The situation was precarious, he warned, adding that an R-number above 1.2 would mean that “cases can rise very, very quickly.”

Positivity levels seen in testing is also up, as are referrals for PCR testing, he said, while doctors are recording flu-like symptoms among an increased number of patients attending their surgeries.

He warned that all the lead indicators “are all pointing to a serious increase in cases and we’ve seen the number of personal contacts rise”.

The number of personal contacts for every individual who tests positive has risen in the last week from 2.8 recent to 3.6 today, a rise of more than a quarter.

“Ireland has done the best in the western world as a nation and as a body politic,” he said, with all working together to drive the virus down and “keep people alive.”

Minister Donnelly gave the opening statement in a Dáil slot on the Covid-19 taskforce.

He had held a long conversation with the Chief and Deputy Chief Medical Officer, Dr Tony Holohan and Dr Ronan Glynn, and the latest information was “very sobering,” Mr Donnelly said.

But Ireland was in the privileged position of citizens being seeing friends and family at Christmas because of the six-week Level 5 lockdown, he said.
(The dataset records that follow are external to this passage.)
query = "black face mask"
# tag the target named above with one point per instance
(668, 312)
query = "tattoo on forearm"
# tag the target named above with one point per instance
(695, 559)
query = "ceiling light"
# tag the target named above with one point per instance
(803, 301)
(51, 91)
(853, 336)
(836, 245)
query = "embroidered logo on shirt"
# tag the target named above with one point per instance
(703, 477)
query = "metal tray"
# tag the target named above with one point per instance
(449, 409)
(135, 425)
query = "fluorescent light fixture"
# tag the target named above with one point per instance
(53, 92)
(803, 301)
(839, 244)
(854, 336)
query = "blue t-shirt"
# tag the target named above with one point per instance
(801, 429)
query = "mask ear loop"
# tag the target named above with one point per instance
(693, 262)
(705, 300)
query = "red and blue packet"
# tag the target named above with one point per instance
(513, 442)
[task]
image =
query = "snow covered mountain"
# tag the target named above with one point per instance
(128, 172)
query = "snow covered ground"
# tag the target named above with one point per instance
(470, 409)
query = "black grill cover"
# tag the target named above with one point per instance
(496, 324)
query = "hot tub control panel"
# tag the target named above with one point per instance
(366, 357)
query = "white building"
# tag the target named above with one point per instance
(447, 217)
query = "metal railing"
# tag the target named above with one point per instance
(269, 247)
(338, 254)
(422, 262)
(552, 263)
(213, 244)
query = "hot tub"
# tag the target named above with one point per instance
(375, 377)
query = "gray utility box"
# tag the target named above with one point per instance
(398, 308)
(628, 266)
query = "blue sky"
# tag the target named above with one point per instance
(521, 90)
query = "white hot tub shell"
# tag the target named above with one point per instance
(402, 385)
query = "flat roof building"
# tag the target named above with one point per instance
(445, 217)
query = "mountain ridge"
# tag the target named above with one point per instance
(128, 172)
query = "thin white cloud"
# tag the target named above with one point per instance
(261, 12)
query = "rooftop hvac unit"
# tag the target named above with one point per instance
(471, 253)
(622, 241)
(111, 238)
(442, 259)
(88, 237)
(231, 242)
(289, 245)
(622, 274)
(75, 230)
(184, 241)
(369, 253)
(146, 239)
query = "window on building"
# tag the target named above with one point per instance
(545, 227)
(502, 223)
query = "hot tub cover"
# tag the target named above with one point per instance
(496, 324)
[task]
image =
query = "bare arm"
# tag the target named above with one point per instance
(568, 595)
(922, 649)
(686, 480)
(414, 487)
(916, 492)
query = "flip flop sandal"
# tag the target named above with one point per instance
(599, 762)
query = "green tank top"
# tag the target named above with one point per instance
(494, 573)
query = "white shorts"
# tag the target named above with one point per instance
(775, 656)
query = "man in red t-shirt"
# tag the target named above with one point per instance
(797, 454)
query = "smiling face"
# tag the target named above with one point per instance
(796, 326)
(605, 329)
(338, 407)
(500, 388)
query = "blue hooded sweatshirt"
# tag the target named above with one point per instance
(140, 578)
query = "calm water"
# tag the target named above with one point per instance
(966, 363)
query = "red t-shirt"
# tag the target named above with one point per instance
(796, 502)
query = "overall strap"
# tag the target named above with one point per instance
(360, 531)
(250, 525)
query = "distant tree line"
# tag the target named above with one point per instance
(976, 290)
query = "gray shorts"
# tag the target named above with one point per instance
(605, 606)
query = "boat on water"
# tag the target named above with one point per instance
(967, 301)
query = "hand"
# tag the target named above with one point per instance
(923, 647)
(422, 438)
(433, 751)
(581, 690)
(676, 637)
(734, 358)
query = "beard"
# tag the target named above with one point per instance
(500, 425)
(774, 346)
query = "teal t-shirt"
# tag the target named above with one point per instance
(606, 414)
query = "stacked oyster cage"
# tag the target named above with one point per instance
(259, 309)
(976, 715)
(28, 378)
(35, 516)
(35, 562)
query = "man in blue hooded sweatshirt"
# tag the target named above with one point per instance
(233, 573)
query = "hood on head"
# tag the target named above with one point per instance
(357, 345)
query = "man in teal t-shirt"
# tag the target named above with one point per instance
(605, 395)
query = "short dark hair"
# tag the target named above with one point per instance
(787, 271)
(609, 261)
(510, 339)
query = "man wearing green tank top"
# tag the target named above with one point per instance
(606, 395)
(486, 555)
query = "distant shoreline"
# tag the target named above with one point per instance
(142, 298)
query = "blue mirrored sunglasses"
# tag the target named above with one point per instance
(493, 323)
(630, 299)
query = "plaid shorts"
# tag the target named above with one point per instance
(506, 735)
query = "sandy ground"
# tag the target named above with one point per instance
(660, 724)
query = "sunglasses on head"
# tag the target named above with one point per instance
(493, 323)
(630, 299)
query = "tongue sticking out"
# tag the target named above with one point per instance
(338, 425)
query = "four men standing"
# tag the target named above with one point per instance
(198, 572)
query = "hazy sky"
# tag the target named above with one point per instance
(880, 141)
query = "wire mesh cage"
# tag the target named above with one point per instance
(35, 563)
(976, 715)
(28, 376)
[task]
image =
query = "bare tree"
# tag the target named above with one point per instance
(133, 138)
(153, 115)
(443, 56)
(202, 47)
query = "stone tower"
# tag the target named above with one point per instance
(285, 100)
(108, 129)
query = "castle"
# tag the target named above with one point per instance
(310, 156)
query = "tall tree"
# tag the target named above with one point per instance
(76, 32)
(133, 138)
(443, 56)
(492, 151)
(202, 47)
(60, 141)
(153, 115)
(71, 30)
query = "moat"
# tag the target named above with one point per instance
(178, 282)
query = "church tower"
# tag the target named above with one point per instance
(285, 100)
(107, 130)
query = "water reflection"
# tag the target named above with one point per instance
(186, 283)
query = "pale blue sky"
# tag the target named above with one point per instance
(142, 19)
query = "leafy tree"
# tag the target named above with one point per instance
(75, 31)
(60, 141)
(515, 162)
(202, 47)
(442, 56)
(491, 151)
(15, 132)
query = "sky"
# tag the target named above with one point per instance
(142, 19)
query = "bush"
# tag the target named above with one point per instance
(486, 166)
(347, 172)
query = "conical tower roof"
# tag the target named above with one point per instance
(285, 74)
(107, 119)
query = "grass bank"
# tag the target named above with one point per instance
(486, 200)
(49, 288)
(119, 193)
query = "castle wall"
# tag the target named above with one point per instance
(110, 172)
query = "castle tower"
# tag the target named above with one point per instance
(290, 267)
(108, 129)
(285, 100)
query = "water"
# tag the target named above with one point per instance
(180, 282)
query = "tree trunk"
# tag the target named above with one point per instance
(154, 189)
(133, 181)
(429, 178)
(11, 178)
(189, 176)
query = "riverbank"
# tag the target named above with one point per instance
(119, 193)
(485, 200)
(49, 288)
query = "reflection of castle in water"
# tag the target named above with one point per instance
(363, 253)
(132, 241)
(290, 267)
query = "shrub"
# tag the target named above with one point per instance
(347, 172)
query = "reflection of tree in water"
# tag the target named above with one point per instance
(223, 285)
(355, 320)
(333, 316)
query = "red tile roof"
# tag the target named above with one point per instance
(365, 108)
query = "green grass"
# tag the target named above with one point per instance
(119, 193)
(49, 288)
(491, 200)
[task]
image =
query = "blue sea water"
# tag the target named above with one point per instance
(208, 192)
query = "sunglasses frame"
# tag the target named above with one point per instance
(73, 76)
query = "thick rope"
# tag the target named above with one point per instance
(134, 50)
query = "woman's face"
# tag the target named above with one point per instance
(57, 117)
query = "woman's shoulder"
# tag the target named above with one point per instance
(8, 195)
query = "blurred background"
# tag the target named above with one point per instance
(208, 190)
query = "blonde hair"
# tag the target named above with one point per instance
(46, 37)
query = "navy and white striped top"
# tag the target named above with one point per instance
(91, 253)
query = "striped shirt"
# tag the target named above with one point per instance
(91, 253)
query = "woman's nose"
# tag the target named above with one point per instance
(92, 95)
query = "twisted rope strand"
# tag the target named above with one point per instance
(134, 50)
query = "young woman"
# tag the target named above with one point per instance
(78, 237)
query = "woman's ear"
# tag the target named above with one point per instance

Mr Donnelly said he would appeal to the public to follow and act on the advice of Dr Ronan Glynn to reduce the number of contacts they planned to have over the festive season. It was vital to the suppression of the virus now and into the future.

Fianna Fáil TD Paul McAuliffe said he despaired of the constant public “rumour mill,” particularly as to whether schools were closing. The Government had given a commitment that schools would keep open, he said.

“The Education sector has been one of the real success stories in how we have responded to this pandemic,” he said.

Sinn Féin TD Sean Crowe said he and his family and colleagues would be taking the vaccine, and he begged people not to knowing spread any anti-vaccine propaganda. He asked that they remember that they had an impact on the health and lives of other people.